Carlos se quedó conversando un rato más con sus hijos. Jugaron a las adivinanzas, contaron chistes y recordaron anécdotas de la familia. A la hora de haber cenado, da la orden de irse a dormir. Luego de besar y abrazar fuertemente a sus hijos y agradecerle a la vida ese momento especial, se dirige a su habitación, justo después de cerciorarse de que las puertas estaban bien cerradas. Luis y Ligia se encargaron de los interruptores de la sala, cocina y de sus respectivos dormitorios.
Al entrar al cuarto con la linterna, Carlos ve a su esposa acostada. «Realmente estaba exhausta», piensa, al notar que estaba profundamente dormida. Procede a cambiarse de ropa para prepararse a dormir. Va al baño, se cepilla los dientes, lava bien su cara con jabón y al estar de nuevo en la habitación se acuesta en la cama.
Travieso e inquieto como era, intenta acomodarse en el pecho de Miriam, quien, para su sorpresa casi ni se movió. Sabiendo lo que pasaría, pero sin imaginar lo que sentiría, allí recostado escuchó los latidos del corazón de su mujer: fue algo mágico, sublime. La sintió tan cerca, tan dentro de él, como si cada pulsación del corazón de su esposa se uniera al suyo como un dúo de golpes de energía.
Tanto silencio le había permitido oír a sus hijos y ahora el corazón de Miriam y, paradójicamente, tanta oscuridad le estaba permitiendo ver cosas que tenía tiempo sin notar. Saboreó ese momento y esforzándose para que la lágrima que brotaba de su ojo derecho no aterrizara en la piel de su esposa, se acercó a la mejilla de su durmiente compañera de vida y le besó. Esta vez Miriam sí se movió un poco, hizo un gesto risueño y siguió durmiendo.
Carlos sonrió también, y allí, en el silencio casi absoluto que le rodeaba, empezó a escuchar a su propio corazón. ¡Cuánto no le dijo esa noche! Y él, atentamente, oyó cada mensaje. Escuchó todo lo que él siempre le había querido decir, pero que por el ajetreo de su vida, no había podido y, quizá tampoco, querido escuchar. Fue durmiéndose sin dificultad, aunque antes de dormirse totalmente, tuvo la intuición de apagar la luz de la habitación. Sin embargo recordó que no había electricidad. La luz parecía emanar de algún otro lado, y no precisamente del exterior.

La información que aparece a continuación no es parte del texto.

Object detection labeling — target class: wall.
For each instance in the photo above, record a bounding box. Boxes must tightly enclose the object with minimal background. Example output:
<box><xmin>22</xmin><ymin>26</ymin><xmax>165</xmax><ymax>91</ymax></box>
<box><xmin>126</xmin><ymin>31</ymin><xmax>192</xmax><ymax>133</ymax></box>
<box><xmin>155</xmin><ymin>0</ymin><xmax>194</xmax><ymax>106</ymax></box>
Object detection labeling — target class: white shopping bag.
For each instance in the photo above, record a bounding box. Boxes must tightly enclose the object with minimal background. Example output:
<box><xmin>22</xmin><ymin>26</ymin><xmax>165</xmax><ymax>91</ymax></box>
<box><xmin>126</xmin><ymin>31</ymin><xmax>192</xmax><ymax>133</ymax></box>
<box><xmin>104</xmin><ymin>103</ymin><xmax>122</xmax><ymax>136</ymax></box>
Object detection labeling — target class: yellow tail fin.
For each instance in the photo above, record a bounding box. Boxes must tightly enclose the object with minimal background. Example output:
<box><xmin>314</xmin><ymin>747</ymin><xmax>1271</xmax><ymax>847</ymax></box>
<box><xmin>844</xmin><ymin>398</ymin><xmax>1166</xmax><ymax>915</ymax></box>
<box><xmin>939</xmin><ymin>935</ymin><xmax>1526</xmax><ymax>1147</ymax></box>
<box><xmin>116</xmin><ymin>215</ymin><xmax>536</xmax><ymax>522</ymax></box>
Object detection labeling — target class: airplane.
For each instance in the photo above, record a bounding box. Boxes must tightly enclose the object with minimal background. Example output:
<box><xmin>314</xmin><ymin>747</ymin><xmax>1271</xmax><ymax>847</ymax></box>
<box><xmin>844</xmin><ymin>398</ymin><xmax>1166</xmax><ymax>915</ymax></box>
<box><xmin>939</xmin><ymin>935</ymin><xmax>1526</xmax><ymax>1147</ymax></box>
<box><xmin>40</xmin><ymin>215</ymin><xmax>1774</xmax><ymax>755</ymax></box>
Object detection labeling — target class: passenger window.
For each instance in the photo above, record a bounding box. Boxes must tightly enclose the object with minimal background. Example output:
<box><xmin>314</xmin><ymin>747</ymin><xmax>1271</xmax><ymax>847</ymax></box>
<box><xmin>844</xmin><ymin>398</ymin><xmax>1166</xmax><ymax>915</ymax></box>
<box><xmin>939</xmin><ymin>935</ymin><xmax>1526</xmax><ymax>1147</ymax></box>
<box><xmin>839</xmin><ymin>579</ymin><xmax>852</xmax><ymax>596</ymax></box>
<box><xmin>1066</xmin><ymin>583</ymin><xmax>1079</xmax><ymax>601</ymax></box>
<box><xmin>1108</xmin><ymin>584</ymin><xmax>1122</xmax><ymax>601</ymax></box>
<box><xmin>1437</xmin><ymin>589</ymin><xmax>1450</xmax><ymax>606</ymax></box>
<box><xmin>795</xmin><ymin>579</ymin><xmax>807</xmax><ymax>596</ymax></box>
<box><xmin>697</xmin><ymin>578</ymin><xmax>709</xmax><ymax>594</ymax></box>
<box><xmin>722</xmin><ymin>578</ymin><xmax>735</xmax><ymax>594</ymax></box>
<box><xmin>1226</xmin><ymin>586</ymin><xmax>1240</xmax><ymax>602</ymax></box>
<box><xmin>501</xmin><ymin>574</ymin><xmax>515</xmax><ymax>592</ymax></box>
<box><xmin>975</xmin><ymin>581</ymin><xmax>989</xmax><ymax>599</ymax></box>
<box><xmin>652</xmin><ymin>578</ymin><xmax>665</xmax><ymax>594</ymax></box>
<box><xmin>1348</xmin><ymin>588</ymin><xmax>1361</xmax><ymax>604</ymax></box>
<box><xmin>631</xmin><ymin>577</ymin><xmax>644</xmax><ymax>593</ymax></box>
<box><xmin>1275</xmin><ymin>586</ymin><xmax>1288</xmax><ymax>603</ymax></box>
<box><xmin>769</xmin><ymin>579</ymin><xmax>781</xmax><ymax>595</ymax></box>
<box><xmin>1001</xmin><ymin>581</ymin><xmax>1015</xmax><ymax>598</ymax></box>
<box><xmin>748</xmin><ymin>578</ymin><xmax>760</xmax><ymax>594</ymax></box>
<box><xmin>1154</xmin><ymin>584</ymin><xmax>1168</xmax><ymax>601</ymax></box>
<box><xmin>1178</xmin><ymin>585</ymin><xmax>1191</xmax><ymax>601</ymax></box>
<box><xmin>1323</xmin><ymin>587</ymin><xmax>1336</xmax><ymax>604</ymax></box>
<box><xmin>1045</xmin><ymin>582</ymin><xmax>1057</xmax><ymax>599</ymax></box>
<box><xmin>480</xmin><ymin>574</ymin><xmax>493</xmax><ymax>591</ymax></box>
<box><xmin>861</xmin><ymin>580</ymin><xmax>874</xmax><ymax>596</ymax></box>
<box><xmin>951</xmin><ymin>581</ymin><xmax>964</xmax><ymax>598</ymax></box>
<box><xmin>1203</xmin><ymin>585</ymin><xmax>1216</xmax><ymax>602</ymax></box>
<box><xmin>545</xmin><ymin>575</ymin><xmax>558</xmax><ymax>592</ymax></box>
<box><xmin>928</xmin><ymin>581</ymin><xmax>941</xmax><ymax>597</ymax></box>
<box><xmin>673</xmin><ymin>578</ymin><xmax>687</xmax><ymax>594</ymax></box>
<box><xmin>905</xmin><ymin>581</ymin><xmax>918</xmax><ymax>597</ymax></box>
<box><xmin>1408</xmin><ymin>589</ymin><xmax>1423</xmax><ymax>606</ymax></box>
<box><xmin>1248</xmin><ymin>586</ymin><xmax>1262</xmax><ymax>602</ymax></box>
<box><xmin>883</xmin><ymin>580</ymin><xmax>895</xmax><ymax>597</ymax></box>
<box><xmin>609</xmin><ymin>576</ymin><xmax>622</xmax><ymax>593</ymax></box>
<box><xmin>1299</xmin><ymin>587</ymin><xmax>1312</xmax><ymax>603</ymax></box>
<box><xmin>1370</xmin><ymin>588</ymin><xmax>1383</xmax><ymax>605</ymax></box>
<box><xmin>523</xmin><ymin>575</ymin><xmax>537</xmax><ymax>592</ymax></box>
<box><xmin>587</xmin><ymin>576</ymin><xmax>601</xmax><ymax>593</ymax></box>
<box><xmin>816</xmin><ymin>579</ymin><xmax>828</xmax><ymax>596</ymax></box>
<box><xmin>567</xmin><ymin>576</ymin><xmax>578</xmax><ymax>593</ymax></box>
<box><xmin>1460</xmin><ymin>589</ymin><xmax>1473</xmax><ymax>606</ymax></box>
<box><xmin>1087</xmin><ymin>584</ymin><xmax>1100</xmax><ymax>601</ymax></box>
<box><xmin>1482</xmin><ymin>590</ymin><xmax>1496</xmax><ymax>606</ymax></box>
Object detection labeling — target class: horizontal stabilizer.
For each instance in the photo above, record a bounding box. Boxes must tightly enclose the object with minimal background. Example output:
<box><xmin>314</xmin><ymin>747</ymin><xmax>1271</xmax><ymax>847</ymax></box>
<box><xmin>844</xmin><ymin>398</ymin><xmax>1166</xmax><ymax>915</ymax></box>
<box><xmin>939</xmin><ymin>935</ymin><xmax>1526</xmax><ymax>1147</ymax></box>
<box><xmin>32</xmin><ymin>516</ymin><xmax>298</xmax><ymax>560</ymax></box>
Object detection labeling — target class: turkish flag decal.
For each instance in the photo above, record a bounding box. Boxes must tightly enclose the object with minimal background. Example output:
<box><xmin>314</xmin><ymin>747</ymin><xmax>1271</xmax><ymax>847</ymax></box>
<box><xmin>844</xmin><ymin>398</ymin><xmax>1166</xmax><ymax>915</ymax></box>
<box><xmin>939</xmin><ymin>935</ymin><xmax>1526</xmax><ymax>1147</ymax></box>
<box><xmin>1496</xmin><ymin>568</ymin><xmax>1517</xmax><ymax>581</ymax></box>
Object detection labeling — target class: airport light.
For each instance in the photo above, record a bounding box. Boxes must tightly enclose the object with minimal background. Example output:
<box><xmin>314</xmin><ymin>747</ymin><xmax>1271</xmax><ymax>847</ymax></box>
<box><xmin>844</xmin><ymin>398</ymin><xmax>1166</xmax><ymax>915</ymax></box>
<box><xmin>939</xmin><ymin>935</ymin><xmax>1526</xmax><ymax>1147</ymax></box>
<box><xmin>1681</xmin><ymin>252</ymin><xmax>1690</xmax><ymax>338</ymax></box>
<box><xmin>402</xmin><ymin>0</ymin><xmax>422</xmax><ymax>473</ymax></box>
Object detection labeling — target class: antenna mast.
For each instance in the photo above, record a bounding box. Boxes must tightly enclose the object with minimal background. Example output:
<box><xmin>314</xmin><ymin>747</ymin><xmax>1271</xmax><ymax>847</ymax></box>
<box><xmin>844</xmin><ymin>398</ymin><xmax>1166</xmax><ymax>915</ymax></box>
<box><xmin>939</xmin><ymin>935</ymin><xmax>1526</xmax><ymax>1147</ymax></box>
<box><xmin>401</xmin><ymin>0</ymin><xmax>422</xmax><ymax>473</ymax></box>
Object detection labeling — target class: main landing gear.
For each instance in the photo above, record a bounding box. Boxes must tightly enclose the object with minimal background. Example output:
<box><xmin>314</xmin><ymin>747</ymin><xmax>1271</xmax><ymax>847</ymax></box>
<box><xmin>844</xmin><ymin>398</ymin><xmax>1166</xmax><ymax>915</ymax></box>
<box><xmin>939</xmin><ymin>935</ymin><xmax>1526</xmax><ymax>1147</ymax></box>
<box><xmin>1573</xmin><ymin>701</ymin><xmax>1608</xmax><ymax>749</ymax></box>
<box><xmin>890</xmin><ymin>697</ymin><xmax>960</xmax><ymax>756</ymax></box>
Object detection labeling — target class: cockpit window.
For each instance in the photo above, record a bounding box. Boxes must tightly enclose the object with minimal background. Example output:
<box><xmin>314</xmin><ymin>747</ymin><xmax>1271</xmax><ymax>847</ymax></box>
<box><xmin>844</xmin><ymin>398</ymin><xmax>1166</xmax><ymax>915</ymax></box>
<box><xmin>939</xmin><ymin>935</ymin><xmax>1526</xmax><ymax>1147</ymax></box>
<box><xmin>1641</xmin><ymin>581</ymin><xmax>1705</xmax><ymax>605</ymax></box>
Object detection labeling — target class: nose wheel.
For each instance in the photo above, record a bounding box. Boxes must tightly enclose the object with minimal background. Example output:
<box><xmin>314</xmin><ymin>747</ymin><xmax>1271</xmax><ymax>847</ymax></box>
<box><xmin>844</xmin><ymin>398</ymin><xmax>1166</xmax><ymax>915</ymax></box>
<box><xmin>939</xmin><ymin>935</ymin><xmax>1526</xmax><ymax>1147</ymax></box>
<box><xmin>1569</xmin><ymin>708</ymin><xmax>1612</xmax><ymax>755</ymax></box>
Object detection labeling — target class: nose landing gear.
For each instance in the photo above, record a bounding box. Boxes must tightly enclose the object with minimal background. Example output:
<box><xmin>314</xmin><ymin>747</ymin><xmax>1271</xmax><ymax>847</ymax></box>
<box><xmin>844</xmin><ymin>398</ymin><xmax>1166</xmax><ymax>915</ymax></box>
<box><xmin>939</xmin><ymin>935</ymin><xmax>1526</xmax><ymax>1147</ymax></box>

6:00 a.m. La alarma del teléfono no sonó, pero no fue necesario. Su cuerpo, acostumbrado ya a despertar a esa hora, reaccionó y lo primero que escuchó fue algo que tenía tiempo sin oír: pájaros. Un concierto en vivo de multitud y variedad de aves que parecían cantar exclusivamente para él. Se lo gozó como nunca.
El servicio eléctrico aún no se restablecía, la falla al parecer era considerable. El apagón pintaba para rato. No sabía cuándo podría tener electricidad, y a pesar de que le hacía falta por su trabajo y demás cosas necesarias, este percance le estaba dejando una lección positiva. Le estaba enseñando el valor de compartir con su familia, de disfrutar de las pequeñas cosas, de vivir la vida de manera más intensa y detallada.
Y es que el apagón le había desconectado el televisor, el teléfono y la luz de las lámparas. Le apagó el aire acondicionado y el ventilador. Pero encendió sus oídos, mente y corazón.
Esa mañana, luego de una noche en completa penumbra, el sol brillaba y alumbraba el exterior, pero algo dentro de Carlos se iluminaba con mucha más intensidad. El apagón había encendido su luz. Su luz interior. La luz de una nueva vida más plena, consciente y feliz.